Archive for The Andante

The Lads in their Hundreds

Posted in Music, Poetry with tags , , , , on May 6, 2015 by telescoper

So last night I had my first experience of this year’s Brighton Festival when I went to the Theatre Royal in Brighton to see a show called The Lads in the Hundreds, performed by a group from Comédie de Picardie which is situated in Amiens, capital of the Somme region of France. The cast for yesterday’s performance consisted of just four people: Tchéky Karyo (actor); Edmund Hastings (tenor); Michael Foyle (violin); and Edward Liddall (piano).
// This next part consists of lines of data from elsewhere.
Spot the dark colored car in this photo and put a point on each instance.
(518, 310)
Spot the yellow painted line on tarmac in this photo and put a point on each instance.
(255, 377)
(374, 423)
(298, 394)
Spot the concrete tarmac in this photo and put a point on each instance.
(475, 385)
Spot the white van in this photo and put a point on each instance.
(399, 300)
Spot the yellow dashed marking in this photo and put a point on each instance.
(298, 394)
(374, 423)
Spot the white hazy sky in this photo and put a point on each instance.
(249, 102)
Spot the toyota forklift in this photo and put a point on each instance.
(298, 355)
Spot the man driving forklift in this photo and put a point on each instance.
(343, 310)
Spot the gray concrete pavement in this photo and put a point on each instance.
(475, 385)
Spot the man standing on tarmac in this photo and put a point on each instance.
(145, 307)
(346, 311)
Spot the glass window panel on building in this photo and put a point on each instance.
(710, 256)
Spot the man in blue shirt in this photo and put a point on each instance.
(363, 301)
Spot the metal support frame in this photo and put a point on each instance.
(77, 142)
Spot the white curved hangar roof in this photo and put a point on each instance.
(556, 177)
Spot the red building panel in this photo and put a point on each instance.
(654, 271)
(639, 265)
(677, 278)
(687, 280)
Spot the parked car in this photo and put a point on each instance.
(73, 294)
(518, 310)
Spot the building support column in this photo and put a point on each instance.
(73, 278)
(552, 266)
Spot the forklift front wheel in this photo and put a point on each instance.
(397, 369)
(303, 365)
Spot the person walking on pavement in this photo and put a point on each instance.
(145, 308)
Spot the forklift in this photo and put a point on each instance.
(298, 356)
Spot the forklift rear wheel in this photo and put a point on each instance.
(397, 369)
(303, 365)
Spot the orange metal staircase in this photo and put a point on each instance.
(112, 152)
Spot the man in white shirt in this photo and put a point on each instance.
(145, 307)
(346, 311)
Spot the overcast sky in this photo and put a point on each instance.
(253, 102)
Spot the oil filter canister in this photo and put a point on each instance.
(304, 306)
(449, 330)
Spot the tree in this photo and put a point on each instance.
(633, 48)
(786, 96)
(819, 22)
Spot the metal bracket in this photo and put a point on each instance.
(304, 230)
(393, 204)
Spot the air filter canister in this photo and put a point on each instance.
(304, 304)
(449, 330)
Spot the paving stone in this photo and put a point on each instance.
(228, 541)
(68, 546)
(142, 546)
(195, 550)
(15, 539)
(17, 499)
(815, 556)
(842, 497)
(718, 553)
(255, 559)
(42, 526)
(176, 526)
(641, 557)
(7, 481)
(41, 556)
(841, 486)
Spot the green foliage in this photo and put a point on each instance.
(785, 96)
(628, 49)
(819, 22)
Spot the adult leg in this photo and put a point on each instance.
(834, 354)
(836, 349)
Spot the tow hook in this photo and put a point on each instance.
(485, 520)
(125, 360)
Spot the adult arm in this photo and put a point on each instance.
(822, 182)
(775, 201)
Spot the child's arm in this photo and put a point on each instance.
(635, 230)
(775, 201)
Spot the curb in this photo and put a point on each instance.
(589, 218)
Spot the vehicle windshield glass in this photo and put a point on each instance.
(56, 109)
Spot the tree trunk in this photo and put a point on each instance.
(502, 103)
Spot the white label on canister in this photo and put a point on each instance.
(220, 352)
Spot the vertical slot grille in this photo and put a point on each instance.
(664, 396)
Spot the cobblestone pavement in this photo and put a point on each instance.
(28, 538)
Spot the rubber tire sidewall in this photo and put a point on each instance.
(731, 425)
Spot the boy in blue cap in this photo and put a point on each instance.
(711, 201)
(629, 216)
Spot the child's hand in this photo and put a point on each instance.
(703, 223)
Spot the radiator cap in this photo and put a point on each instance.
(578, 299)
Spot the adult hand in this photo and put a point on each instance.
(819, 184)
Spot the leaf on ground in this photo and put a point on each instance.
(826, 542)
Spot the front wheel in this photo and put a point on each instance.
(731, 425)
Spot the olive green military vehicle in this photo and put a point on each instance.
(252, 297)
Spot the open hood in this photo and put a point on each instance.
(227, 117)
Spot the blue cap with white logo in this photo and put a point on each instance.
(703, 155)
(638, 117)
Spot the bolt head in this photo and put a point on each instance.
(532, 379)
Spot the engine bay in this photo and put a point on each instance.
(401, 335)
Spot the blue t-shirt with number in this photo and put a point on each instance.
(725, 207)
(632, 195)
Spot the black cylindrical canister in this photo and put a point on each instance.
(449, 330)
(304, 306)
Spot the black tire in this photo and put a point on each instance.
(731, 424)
The performance consisted of dramatic recitations by Karyo (mostly in French) interspersed with music, mostly settings of English poems by English composers such as Ivor Gurney and George Butterworth, as well as a couple of instrumental numbers including a beautiful pared-down version for piano and violin of The Lark Ascending by Vaughan Williams which  was, apparently, how it was first performed. The title The Lads in their Hundreds is taken from a poem by A.E. Housman which was among those set to music and included in this show.  Young Edmund Hastings performed this and the other songs with a bright clear and very English tenor voice, dressed in the uniform of a British soldier of the period. Overall the poetry and music create a very poignant blend that brings together moving expressions of loss and remembrance for the fallen of the First World War with stark descriptions of the horror and brutality of conflict.

I particularly wanted to see this show because I had studied (and much admired) the British poets of the First World War when I was at school, especially Wilfred Owen, but knew nothing of French war poetry of the same era and was very keen to find out more. Although I haven’t studied French since O-level, I am glad these verses were performed in their original language. Poetry can be translated, of course, but it rarely gains anything in the process and often loses a lot. Despite being at pains to drink French wine before the performance to assist my powers of recall, I did struggle a bit to follow some of the poems with my schoolboy knowledge of French, but that difficulty was far outweighed by the expressive sound of verse that can only be achieved when spoken in the language in which it was conceived. A couple of the poems were performed in English, including one with a musical accompaniment in the form of an arrangement of the beautiful Andante movement from Beethoven’s Seventh Symphony for violin and piano. That combination took me completely by surprise and had me at the brink of tears.

It’s interesting that the poems echo the savagery and futility of war in much the same way as the poems of Wilfred Owen or Siegfried Sassoon, but the music chosen is quite different in that it draws greatly on English folk music and is consequently quite nostalgic in character. Perhaps the “English Pastoral” style particularly associated with Vaughan Williams was an attempt to cope with the trauma of the First World War by evoking an idyllic representation of the English countryside as a world apart from the horrific realities of the Somme. French poetry and English music together created a whole that was much more than the sum of its parts. It was an evening that was both fascinating and deeply moving and I’m glad I made time during a busy week to attend it.

To end with I thought I’d include the poem I mentioned earlier that was performed to music by Beethoven. The poem is called The Andante and is by Albert-Paul Granier, an officer in the French artillery, whose name was completely unknown to me until yesterday but who wrote poetry which bears comparison with that of any other poet of the Great War. He was killed in action in 1917. To prove that there are exceptions to every rule, this poem is exquisite even in translation (by Ian Higgins):

The rain, endlessly unravelling;
the rain, shovelling at the mud the whole sullen day;
the rain, unendingly sobbing its toneless chords;
and the whispering wind, crumbling the cloud into drizzle . . .

Why, this evening, am I haunted so
by that majestic andante
from the Seventh Symphony?

Its chords, as magnificently simple
as the triumphal arches of the ancients,
hold me in a vast enchantment.

Its harmony is velvet to my soul,
its murmur a caress that soothes
the melancholy as we pick our way
along the bank of this canal.

The rain has never stopped . . .

The mud is all long, snaking rivulets of agate
and clouded onyx, chopped into splashes
with every drawn-out hoof-fall of my horse.

The rain has never stopped, the whole lead-blue day.

The andante
gently eases my resentment
with its divine serenity . . .

Ah, those Sundays, not two years ago —
the Sunday afternoons,
the lamp-lit hall,
the huge orchestra a single mind and spirit
in every flying bow-tip:

The miraculous fluid
a fountain spreading up to the galleries, then
falling like snowflakes onto souls laid bare,
like springtime sunlight through stained glass
on a girl’s communion veil.

The andante,
the andante is gentle, with a touch of sadness,
like an autumn evening over ponds,
or the voix céleste of an organ;
and my chrysalid soul
weaves itself a wonderful cocoon
from this aching blessedness,
on the purple silk weft of the rain.